As with all of our most fun sports, the injuries start to mount as the speeds increase. With wing foiling, for example, the rider holds the sail above his or her head and drops it to chest level to catch more wind. Unfortunately, the repeated overhead-to-chest motion is particularly hard on the shoulder’s rotator cuff. (Try holding a hairdryer over your head for more than a few minutes.) When this motion is done with force, the tendons of the rotator cuff may rub against the bone on top of the shoulder —which can cause them to tear. The cuff tears we see end the sailor’s season and make their life miserable until repaired. The trick is to use the wind, not the muscles of the arm, to raise and lower the sail.
The second most common source of injuries comes from the foot straps. The biggest mistake for a novice sailor is putting their rear foot into the foot strap. With the long lever of the foil arm below the water, any small error in balancing can cause the board to flip onto its side or up in the air. The foot captured in the strap can suffer injury to the ankle, and often worse: torn knee meniscus cartilages and ligaments. Here, the wise advice is to sail without the foot straps until one’s skill level increases substantially.

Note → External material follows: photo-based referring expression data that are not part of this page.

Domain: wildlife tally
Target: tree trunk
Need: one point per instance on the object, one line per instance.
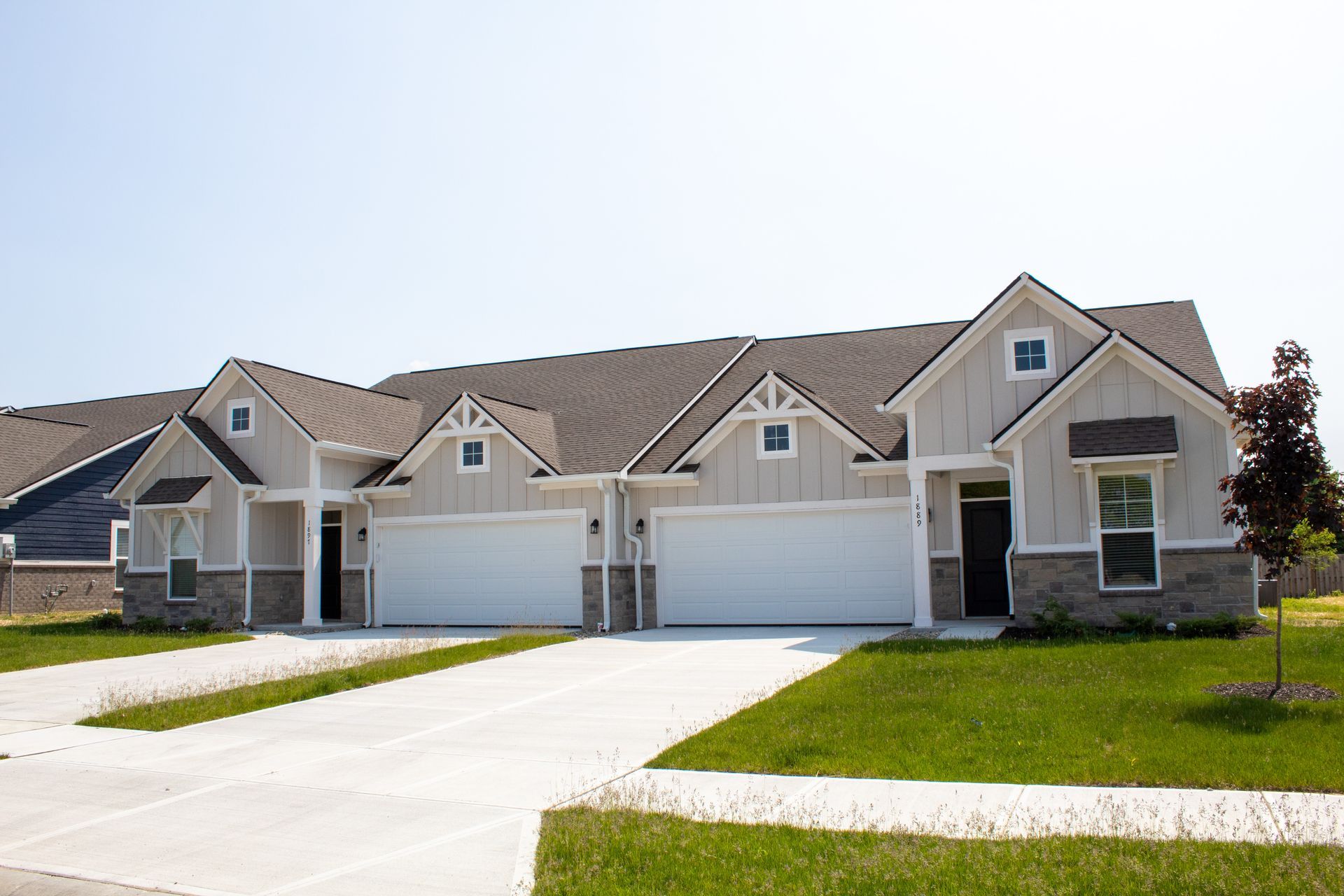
(1278, 650)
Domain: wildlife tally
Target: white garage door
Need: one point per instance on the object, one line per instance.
(507, 573)
(793, 567)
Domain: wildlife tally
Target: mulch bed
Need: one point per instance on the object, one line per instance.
(1262, 691)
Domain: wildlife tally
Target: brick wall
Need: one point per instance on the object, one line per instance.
(1195, 582)
(945, 587)
(90, 587)
(622, 597)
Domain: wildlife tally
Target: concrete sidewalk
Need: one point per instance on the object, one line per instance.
(424, 785)
(988, 811)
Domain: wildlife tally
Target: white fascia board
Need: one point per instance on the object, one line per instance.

Head and neck injuries also pop up when the speeds increase and waves are added to the mix. It is not yet clear if helmets add or subtract to sailor safety, as there is no reliable data as yet.
Once, if a surfer fell on a big wave, all they had to worry about was hitting the rocks on the seafloor and/or holding their breath long enough to surface. Now, with the foils, they also have a large, sharp T-shaped object cartwheeling alongside their body. Lacerations are common. Here, helmets probably do make sense.
Almost all of these foil-related injuries are avoidable and will not diminish the enthusiasm for the growing range of foiling sports. As with most thrilling speed activities, using careful judgment about when, where, and how fast to go improves safety. The problem with foiling is that it’s so much fun that it is hard to be restrained, even when the dangers are clear. The sports themselves are foiling our best judgment.